Plaintiff contends that the agreement is substantively
unconscionable because it is not a bilateral agreement and because it
improperly curtails the Court’s ability to hear post-trial motions. Plaintiff
relies extensively on citations involving employment arbitration provisions,
which are not directly on point for a dispute over a judicial reference
provision in a commercial deposit account agreement. (See, e.g, Amendariz v.
Foundation Health Psychcare Servs., Inc. (2000) 24 Cal.4th 83 at 122.)
Plaintiff identifies several provisions in the agreement that appear to be
unfairly one-sided, including preservation of the right of Defendant to sue for
default, while requiring judicial reference for most matters for which
Plaintiff would likely want to sue, (Wartburg Decl.
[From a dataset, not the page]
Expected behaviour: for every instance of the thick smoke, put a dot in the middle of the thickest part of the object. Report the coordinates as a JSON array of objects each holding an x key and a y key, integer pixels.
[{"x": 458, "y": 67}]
Exh. E. p. 45), class and
representative waivers (Id. p. 23), a one-year limitations period
governing most claims and a requirement for customers to report claims to the
bank within 60 days (Id. at pp. 20-21), and waivers by customers only of
incidental, consequential, special, punitive, or exemplary damages (Id at
21.) Multiple heavily one-sided provisions in an ADR agreement supports a
finding of substantive unconscionability. (See, e.g, Samaniengo v. Empire Today LLC (2012), 205 Cal.App.4th 1138, 1148.) However, the burden is also
on Plaintiff, as the party asserting the defense, to show that these terms are
outside the norm for the commercial banking sector. (See Civ. Code § 1670.5; O’Donoghue,
supra, at 256 [party seeking waiver bears burden of proof]; Sanchez,
supra, 61 Cal.4th at 912 [“An evaluation of unconscionability is highly
dependent on context.”] Plaintiff has not done so, as Plaintiff offers no
statements nor evidence as to the norm for this industry. The Court therefore
cannot find that Plaintiff has met the heavy burden to show substantive
unconscionability so as to invalidate the reference clause.
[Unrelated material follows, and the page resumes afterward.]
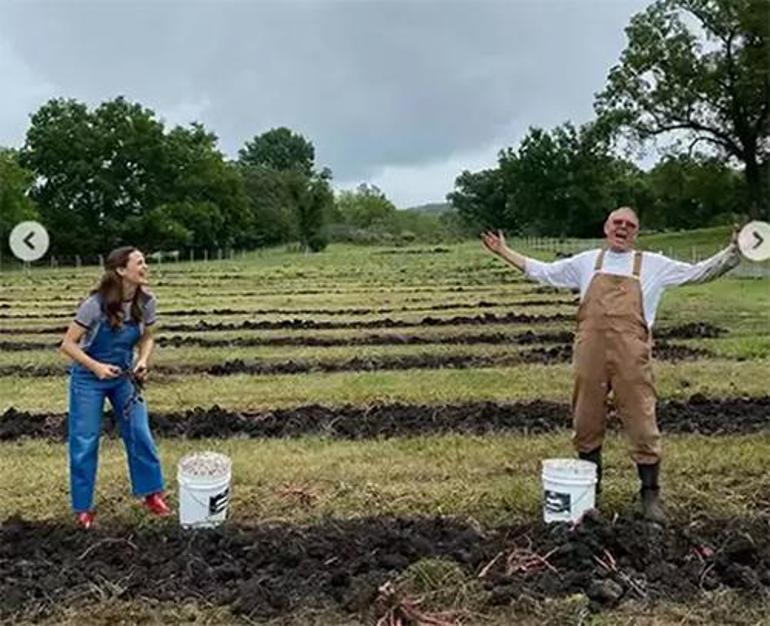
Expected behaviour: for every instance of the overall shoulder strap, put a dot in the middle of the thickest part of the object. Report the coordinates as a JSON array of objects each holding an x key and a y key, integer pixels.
[{"x": 600, "y": 260}]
As to the issue of post-trial motions, Defendant states in
reply that it is willing to excise this portion of the agreement. Thus, there
is apparently no dispute on this point.
That said, the Court concludes that there is no basis for a prohibition
against delegating authority to the referee for post-trial motions, nor any
authority establishing the unconscionability of such a reference. Because it will streamline resolution of the
parties’ dispute and create unnecessary duplication of effort by the Court and
the referee, the Court holds that post-trial motions should be heard by the
referee rather than the Court.
Request for Attorneys’ Fees
Defendant seeks attorney’s fees in
connection with this motion in excess of $28,000 pursuant to the Account
Agreement’s fee-shifting provision. Defendant did not specify the amount of
fees in its Notice of Motion, nor do the accompanying declarations state how
Defendant arrived at this requested number. (See Declaration of Lance N. Jurich
¶ 4.) The Court therefore declines to award attorney’s fees.
CONCLUSION:
Accordingly,
Defendant’s Motion for Judicial Reference is GRANTED. The Court appoints Hon.
George H. King (Ret.) as the judicial referee to preside over all issues in
this matter.
The Court orders this matter stayed
pending resolution by the judicial referee. Any and all future dates are advanced and
vacated. A Status Conference/OSC re: Dismissal is set for August 7, 2023 at
8:30 a.m.
Defendant’s
request for attorney’s fees is DENIED.
Moving
Party to give notice.
IT IS SO ORDERED.
Dated: August 5, 2022 ___________________________________
Theresa
M. Traber
Judge
of the Superior Court
Any party may submit on the
tentative ruling by contacting the courtroom via email at Smcdept47@lacourt.org by no later than 4:00 p.m. the day
before the hearing. All interested parties must be copied on the email. It
should be noted that if you submit on a tentative ruling the court will still
conduct a hearing if any party appears. By submitting on the tentative you
have, in essence, waived your right to be present at the hearing, and you
should be aware that the court may not adopt the tentative, and may issue an
order which modifies the tentative ruling in whole or in part.